The findings of previous studies involving DL-based AC mainly stem from a regional analysis of 18F-FDG PET. In our previous work [9], we demonstrated the feasibility of the proposed method using a different radiotracer, 68 Ga-RGD, in the pelvic region. In contrast, only limited research has been done on the whole-body application of DL-based techniques due to the limited availability of paired whole-body CT and MR images [33]. To overcome the challenge regarding whole-body registration between the two scans, methods using CycleGAN have been proposed for training on unpaired data and showed promising results for brain [39]. Another DL approach relied on NAC PET images for whole-body AC PET, which fails in complex anatomical regions due to the lack of structural information and has shown relatively high error in the lungs [35]. Recent studies relying on NAC PET images improved the accuracy of AC maps by simultaneous reconstruction of the activity in PET images using MLAA algorithm [40]. This method is not feasible without time-of-flight method and was limited with the activity distribution which resulted in a high level of noise on the AC map [41].

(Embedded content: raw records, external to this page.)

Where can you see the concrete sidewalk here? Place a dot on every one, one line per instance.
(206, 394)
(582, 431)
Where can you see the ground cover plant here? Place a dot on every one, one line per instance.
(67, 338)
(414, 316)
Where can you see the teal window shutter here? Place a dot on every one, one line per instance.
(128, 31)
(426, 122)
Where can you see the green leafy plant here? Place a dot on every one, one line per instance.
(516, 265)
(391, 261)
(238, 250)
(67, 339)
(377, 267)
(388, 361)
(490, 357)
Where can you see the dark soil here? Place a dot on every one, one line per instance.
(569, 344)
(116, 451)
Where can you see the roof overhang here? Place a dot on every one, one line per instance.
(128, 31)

Moreover, the main concern about all MRI-based AC methods is their performance for cases with abnormalities. A recent study compared the performance of the atlas-based method with a DL-based approach in cases with severe body truncation, metal artifacts, abnormal anatomy, and lesions in the lungs [42]. They reported overall promising results for sCT and suggested more detailed studies addressing metal artifact and body truncation issues. In our model, the truncation artifact was significantly reduced compared to similar studies [43, 44]. It also outperformed the atlas-based method in a case with severe scoliosis, where the conventional method was unable to predict the sideway curve of the spine correctly. In some of the cases with dental implants, the extent of the artifact in MR images was localized to a greater extent than in CT as shown in Fig. 1, which made sCT a valuable source for predicting anatomical information in a corrupted region. Other studies, however, reported failures of the DL-based method in patients with dental artifacts [23].

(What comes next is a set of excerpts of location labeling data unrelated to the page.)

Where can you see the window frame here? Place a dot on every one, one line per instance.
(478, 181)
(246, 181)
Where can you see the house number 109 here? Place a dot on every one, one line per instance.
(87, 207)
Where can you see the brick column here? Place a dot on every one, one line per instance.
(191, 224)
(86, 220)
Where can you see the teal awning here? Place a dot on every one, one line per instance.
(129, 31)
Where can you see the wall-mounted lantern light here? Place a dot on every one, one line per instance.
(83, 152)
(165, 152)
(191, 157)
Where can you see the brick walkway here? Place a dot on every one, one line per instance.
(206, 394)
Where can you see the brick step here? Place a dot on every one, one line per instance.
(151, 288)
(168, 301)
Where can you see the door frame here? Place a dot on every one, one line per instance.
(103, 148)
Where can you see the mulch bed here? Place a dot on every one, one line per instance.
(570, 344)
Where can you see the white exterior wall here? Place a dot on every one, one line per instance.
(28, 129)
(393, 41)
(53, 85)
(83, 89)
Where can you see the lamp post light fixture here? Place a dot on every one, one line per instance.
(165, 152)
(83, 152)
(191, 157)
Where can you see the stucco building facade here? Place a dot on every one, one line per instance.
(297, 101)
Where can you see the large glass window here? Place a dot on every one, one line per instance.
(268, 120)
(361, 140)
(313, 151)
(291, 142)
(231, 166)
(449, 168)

This study had certain limitations. First, our training dataset was relatively small. Training data are a significant contributor to overall model performance [23]. However, transfer learning has been used to overcome small training group sizes to some extent. Additionally, due to the different bed shapes and patient positioning between the two scans, our training quality was prone to inaccuracies as a result of registration errors between MRI and CT. A relatively large mismatch was observed for the patient arms, due to the higher degree of freedom. It should also be mentioned that CT is not an ideal reference for training since CT cannot directly reflect the attenuation information for photons at 511 keV. It may be possible in the future to use a reproducible positioning system for whole-body imaging and a larger database containing the subjects with anatomical abnormalities to improve the robustness of the model. Different training and testing datasets obtained from different scanners also would be valuable to evaluate the clinical translation of our method.

Conclusion

This study demonstrated the feasibility of a DL method to improve MR-based PET attenuation correction in whole-body PET/MRI, covering skull to feet. The sCT images, inferred from routinely acquired standard Dixon MR images, demonstrated only a small quantification error compared to a CT reference and better performance than the conventional vendor-provided atlas-based method. The sCT significantly improved PET AC in bone and lung proved and is likely to be a valuable tool for clinical implementation.